I'm the wrong side of 3 score years and ten so almost certainly this will be my last camera body, though I may invest more in prime glass, the difference with the Nikon 300mm f2.8 is stunning when compared to the Sigma 150-500mm I used to use. I've posted a few images from the D6 & a couple from my old D800 [that has a file size in excess of 70Mb, I can't remember the exact figure - when it gets that big it rarely matters on the last bit of size!!] Other than file detail for landscaping, it allows you to crop into a file and still have a lot of file size if you are unable to correctly frame your shot at the time.

On my profile, the Badger & Fox were an organised shoot with the D800 on the Fox & D6 on the Badgers - [as the Buzzards & Barn Owls will be] the bees and butterfly are me playing with the auto focus.

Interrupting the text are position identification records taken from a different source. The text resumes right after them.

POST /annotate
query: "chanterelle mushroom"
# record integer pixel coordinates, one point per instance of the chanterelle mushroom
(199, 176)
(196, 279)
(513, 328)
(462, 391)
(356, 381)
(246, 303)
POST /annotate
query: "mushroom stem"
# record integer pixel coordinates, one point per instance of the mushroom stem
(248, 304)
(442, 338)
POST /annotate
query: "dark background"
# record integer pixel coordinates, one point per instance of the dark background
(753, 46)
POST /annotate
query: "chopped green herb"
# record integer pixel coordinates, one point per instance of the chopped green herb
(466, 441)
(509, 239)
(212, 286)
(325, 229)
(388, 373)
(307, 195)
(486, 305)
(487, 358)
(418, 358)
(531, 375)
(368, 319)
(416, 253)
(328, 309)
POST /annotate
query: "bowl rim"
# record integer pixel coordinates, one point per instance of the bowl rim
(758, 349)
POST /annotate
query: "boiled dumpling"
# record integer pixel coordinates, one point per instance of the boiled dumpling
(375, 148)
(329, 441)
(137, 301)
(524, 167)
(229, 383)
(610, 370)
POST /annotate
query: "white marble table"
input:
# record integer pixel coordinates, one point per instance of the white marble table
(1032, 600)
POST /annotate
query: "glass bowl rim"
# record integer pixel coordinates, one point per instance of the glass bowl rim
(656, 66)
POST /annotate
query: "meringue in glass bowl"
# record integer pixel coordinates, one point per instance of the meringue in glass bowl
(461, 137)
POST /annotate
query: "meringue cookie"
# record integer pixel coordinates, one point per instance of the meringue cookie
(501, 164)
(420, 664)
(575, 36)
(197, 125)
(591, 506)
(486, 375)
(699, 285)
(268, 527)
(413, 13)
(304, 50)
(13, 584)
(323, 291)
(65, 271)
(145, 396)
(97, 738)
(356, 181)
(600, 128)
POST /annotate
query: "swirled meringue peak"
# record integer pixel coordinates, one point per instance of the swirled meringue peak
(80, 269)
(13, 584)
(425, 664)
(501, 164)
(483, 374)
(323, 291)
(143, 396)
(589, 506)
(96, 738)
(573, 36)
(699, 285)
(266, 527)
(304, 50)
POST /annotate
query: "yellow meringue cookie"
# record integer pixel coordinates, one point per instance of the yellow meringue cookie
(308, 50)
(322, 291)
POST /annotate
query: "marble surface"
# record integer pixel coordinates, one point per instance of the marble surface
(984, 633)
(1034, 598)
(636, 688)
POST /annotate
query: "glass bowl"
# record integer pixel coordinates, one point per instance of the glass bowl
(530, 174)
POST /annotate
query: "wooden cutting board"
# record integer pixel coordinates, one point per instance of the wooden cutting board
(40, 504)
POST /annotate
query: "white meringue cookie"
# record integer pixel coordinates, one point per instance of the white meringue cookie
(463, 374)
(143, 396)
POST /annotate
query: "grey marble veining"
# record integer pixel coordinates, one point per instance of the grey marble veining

I hope that you enjoy looking at the images and please do feel free to criticise where appropriate, all are appreciated.

LenShepherd Avatar
LenShepherd 15 4.7k United Kingdom
22 Jul 2022 10:12AM


I'm led to believe that the glass is "special", non reflective and even set at an angle [similar to an airport control tower, maybe] and generally isn't an issue,

On the detail of the glass, this type of glass in a hide is not common because it is very expensive.

It usually has a disadvantage similar to a polariser in reducing the brightness of the scene by about two stops.
Hirta Avatar
Hirta 1 22 England
22 Jul 2022 11:12AM
Hi Len

That's great info, thanks. It should give me a head start, I'm not absolutely sure but think the hide may be built into a shipping container and there was a comment about a lot of research having gone into the glass before it was purchased & installed. It makes the hide sound "cosy" Smile but I hope there's good ventilation - it's a commercial hide so I guess it's all been thought out.